Quando nel 1928 il dirigibile Italia si schiantò sulla banchisa, Cesco Tomaselli era là. Tra le vittime della Tenda Rossa il comandante non c'era, Umberto Nobile era salvo, chiuso in una cabina del Città di Milano con gli occhi luccicanti di febbre, il volto “smagrito, sfigurato”, seduto su una poltrona “la gamba fratturata, la destra, appoggiata a una sedia”. Al Corriere della Sera Tomaselli sarebbe rimasto una quarantina d'anni testimone delle imprese di Umberto Nobile, della campagna d'Etiopia e di quella di Russia, della Guerra Civile spagnola e dell'ascesa in Cina di Mao Tse-tung.
“Bengasi, 20 ottobre. Alle sette e venti di stamane, il capitano di vascello Capomazza, capo dello stato maggiore dell'ammiraglio Aubry, discende a terra scortato da pochi marinai, visita il console inglese Jones, indi inalbera la bandiera italiana sulla Dogana e sul castello gridando: Viva l'Italia! Viva il Re! Gli fanno eco i marinai. Il capitano Capomazza induce i capi arabi e il sindaco di Bengasi a recarsi a bordo della Vittorio Emanuele a conferire con l'ammiraglio Aubry. Salgo con loro. L'ammiraglio Aubry rivolge ai capi un lungo fervorino, rendendo loro noti i pacifici civili intendimenti dell'Italia.
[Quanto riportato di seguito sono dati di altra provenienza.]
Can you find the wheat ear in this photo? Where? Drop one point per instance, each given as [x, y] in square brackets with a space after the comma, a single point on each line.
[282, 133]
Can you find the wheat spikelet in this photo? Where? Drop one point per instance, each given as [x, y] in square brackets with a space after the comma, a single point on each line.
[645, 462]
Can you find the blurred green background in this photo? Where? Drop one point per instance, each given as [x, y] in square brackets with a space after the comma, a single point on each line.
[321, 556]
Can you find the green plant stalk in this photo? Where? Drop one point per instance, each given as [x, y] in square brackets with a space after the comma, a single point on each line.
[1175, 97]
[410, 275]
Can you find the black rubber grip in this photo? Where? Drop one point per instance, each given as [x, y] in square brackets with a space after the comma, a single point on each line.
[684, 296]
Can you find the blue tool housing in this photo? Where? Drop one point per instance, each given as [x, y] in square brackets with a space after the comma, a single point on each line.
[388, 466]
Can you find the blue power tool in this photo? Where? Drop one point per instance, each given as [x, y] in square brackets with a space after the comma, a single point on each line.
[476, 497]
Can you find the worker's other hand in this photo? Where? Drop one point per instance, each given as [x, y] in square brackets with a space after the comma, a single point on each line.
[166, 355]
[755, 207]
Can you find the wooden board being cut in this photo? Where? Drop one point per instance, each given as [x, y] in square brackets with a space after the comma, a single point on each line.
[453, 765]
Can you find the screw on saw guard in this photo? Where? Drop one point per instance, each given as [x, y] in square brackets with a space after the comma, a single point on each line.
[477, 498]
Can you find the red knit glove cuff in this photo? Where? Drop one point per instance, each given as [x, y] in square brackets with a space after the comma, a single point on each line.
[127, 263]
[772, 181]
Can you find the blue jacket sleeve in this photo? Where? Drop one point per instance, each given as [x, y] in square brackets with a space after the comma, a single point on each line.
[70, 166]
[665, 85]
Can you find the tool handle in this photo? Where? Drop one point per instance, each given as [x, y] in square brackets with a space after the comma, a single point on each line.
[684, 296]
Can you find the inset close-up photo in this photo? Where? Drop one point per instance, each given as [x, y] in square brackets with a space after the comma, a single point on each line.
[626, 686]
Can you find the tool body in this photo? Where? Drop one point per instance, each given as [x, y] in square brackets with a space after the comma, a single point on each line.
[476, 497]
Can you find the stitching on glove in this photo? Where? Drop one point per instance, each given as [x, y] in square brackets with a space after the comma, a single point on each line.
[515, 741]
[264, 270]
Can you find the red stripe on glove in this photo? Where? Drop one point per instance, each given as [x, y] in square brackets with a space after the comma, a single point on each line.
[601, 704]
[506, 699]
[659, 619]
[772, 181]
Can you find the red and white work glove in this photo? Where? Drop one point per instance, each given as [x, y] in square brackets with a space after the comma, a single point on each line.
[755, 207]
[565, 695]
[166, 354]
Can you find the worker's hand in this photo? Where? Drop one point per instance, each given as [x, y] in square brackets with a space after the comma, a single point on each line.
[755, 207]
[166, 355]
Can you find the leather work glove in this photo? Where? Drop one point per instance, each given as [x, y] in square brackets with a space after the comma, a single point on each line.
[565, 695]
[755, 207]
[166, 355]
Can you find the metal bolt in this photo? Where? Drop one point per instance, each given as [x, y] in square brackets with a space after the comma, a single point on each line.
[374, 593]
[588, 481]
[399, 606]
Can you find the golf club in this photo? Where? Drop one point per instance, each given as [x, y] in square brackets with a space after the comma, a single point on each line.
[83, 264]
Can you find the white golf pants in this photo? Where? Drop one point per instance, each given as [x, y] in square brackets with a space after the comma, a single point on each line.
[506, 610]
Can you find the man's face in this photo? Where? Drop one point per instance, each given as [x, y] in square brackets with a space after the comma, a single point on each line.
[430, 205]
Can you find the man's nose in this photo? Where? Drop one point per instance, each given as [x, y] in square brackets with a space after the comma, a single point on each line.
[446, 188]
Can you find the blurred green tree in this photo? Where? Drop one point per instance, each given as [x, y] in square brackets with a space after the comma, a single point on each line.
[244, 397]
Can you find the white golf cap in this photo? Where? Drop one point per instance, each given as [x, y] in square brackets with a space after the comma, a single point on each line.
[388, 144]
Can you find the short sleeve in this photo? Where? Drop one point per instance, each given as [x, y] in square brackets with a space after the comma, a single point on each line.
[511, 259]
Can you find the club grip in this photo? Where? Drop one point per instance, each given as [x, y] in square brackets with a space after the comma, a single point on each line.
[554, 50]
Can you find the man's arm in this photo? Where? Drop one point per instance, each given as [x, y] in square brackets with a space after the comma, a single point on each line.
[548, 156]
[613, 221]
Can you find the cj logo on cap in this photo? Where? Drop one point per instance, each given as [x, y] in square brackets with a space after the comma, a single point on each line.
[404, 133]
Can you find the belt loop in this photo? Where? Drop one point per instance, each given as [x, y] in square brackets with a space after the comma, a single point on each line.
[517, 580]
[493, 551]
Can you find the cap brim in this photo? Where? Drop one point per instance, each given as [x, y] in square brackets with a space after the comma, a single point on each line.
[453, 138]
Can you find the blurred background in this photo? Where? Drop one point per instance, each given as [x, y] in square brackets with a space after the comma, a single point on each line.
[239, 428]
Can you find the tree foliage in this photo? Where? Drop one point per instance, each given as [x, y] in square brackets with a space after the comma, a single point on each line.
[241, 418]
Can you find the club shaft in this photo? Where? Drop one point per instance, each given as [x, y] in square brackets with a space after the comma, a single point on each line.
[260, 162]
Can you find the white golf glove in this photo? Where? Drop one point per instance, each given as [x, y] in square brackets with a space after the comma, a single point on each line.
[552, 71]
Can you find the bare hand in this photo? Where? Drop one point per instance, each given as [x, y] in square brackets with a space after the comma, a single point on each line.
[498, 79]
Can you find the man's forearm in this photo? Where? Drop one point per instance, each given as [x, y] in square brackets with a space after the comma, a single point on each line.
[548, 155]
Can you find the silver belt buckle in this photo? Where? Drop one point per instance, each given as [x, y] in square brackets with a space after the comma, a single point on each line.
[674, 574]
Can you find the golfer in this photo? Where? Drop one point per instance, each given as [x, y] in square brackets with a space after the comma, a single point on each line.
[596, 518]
Più tardi discendono a Bengasi i carabinieri al comando del capitano Borsarelli, e si fanno largo tra la folla degli indigeni convenuti alla Dogana sparando in aria colpi di fucile”. Era il 30 ottobre 1911 quando sul Corriere della Sera fu pubblicato un articolo di Giulio Bonacci sui giorni festosi di Bengasi (i marinai italiani erano sbarcati a Tripoli giorni prima issando il tricolore sul forte Sultania).
Ma per Bonacci così come per tutti gli altri inviati del Corriere della Sera, Barzini, Lasagna, Fraccaroli, Civinini, Tioli, Rossini, Larco, Berri, Emanuel, la Libia non sarebbe stato terreno amico: mai come quella volta il Ministero dell'Informazione esercitò la censura. “I telegrammi da Tripoli a tutti i giornali” si lamentò via Solferino “confermano che il Ministero insiste nel volere che i corrispondenti non seguano le operazioni di guerra, e che essi non sbarchino in Cirenaica. L'autorità militare aveva dato il suo consenso. Ma il Governo pretende che il pubblico sia informato di quanto avviene solo attraverso i gelidi, meschini comunicati ufficiali che compaiono quando esso vuole, e dei fatti non recano che un tenue riassunto. Nessun Governo, di nessun paese, si è mai permesso di commettere una simile sopraffazione a danno della stampa. In tutte le guerre è stato permesso ai giornalisti di seguire le operazioni militari salvaguardandosi colla censura dalle loro indiscrezioni od esagerazioni. Che c'entra la segretezza colla narrazione dei fatti compiuti?”.
Vi fu la Libia, e l'Abissinia di Arnaldo Cipolla, la Dancalia di Buzzati e quella di Tomaselli e il giro del mondo di Vittorio Beonio Brocchieri. Altri tempi, altri giornalisti. Una storia, la loro, raccontata da Lorenzo Cremonesi, inviato del Corriere della Sera, nel bel libro Dai nostri inviati: inchieste, guerre ed esplorazioni nelle pagine del Corriere della Sera pubblicato nel 2008 da Rizzoli.